Al salir del cuartel conservó ese signo de su conducción: aceptó explícitamente los resultados y aseguró al presidente electo que, más allá de diferencias y perfiles, ninguna sangre llegaría al río al punto de hacer caer las instituciones democráticas. Aseguró gobernabilidad. Y ese mismo espíritu hizo que hiciera votar la ley de caducidad en diciembre de 1986: tuvo que avenirse al principio de realidad, ese que rechazó en enero de 1972 con respecto a los resultados electorales, pero que casi 15 años más tarde le hizo ver que, más allá de las preferencias blancas, los uruguayos habían ratificado mayoritariamente la salida pactada, con su costo militar “subyacente” o “sobrevolando”.

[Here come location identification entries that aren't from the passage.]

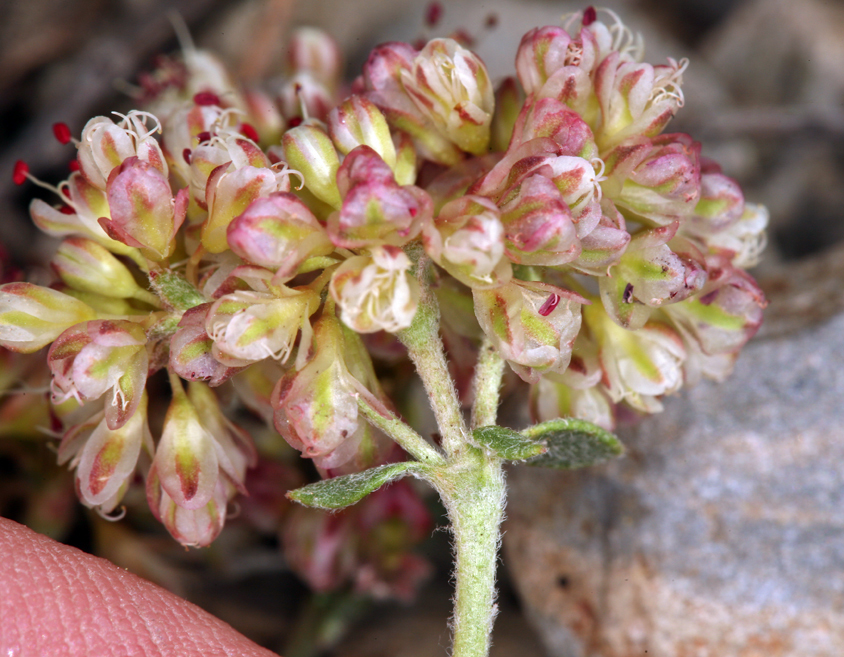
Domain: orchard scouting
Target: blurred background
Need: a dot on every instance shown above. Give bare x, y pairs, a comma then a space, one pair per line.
764, 93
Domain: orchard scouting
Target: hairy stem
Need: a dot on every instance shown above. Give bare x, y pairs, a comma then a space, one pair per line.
410, 441
423, 342
486, 386
474, 492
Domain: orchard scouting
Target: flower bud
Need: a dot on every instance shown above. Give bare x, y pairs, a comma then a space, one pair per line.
639, 366
309, 150
191, 527
143, 211
659, 181
87, 266
451, 87
538, 225
106, 463
316, 408
32, 316
376, 211
650, 274
191, 350
532, 325
358, 122
92, 358
376, 292
278, 232
313, 50
249, 326
467, 240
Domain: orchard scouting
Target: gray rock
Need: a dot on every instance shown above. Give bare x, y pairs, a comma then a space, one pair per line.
721, 532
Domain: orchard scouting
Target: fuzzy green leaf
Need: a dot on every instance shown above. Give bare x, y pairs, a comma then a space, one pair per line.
508, 444
343, 491
573, 444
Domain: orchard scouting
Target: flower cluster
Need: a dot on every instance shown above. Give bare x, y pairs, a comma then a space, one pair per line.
264, 235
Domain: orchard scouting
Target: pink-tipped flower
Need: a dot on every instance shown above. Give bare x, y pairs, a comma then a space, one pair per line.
649, 275
655, 180
451, 87
278, 232
376, 292
32, 316
639, 366
102, 356
85, 265
532, 325
191, 527
316, 408
309, 150
105, 146
144, 213
467, 239
106, 462
357, 121
249, 326
382, 81
375, 210
191, 350
538, 225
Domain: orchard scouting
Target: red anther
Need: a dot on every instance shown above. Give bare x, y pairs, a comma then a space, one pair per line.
433, 14
550, 303
20, 172
249, 132
206, 98
62, 132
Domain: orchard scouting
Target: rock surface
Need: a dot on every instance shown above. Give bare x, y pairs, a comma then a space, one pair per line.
721, 532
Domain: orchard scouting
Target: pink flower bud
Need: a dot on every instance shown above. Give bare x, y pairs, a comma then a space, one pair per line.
316, 408
191, 527
639, 366
358, 122
249, 326
532, 325
278, 232
376, 211
143, 211
376, 292
659, 183
451, 87
651, 274
96, 357
85, 265
467, 240
538, 225
107, 461
32, 316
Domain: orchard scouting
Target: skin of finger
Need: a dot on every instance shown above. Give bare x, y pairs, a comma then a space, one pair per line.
56, 600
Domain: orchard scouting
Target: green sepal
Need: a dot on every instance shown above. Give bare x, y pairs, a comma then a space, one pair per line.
508, 444
340, 492
175, 292
572, 444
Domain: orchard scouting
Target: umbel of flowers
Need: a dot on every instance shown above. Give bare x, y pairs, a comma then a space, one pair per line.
553, 218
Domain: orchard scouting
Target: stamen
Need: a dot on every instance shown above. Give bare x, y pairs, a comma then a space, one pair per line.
550, 304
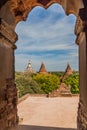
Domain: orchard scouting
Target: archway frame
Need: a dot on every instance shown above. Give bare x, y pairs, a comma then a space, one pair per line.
18, 10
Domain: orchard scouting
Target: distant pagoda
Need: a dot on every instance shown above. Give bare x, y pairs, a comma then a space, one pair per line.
68, 71
29, 68
43, 69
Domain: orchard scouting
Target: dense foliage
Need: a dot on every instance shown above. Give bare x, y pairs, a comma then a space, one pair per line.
25, 84
73, 81
48, 82
41, 83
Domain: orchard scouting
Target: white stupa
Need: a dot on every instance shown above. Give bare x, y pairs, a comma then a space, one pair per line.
29, 68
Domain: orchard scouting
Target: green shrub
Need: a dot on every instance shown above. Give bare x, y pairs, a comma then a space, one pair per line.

El Wilson que regresa es muy distinto al que se había ido. Lo demostró en todos los episodios importantes en los que ejerció su liderazgo hasta 1988. El que saluda con la V de la victoria en el puerto no es tanto el del pasado, ese que falló en preservar la democracia en momentos claves, aun cuando hubo en aquellas circunstancias quienes actuaron con templanza y responsabilidad (como Washington Beltrán, por ejemplo), sino el blanco dispuesto a los mayores sacrificios por su Patria. Volvió pues el que, en tiempo nuevo, supo conjugar aquello de “que se lleven todo, menos la paz de la República”. Volvió, así, el mejor Wilson.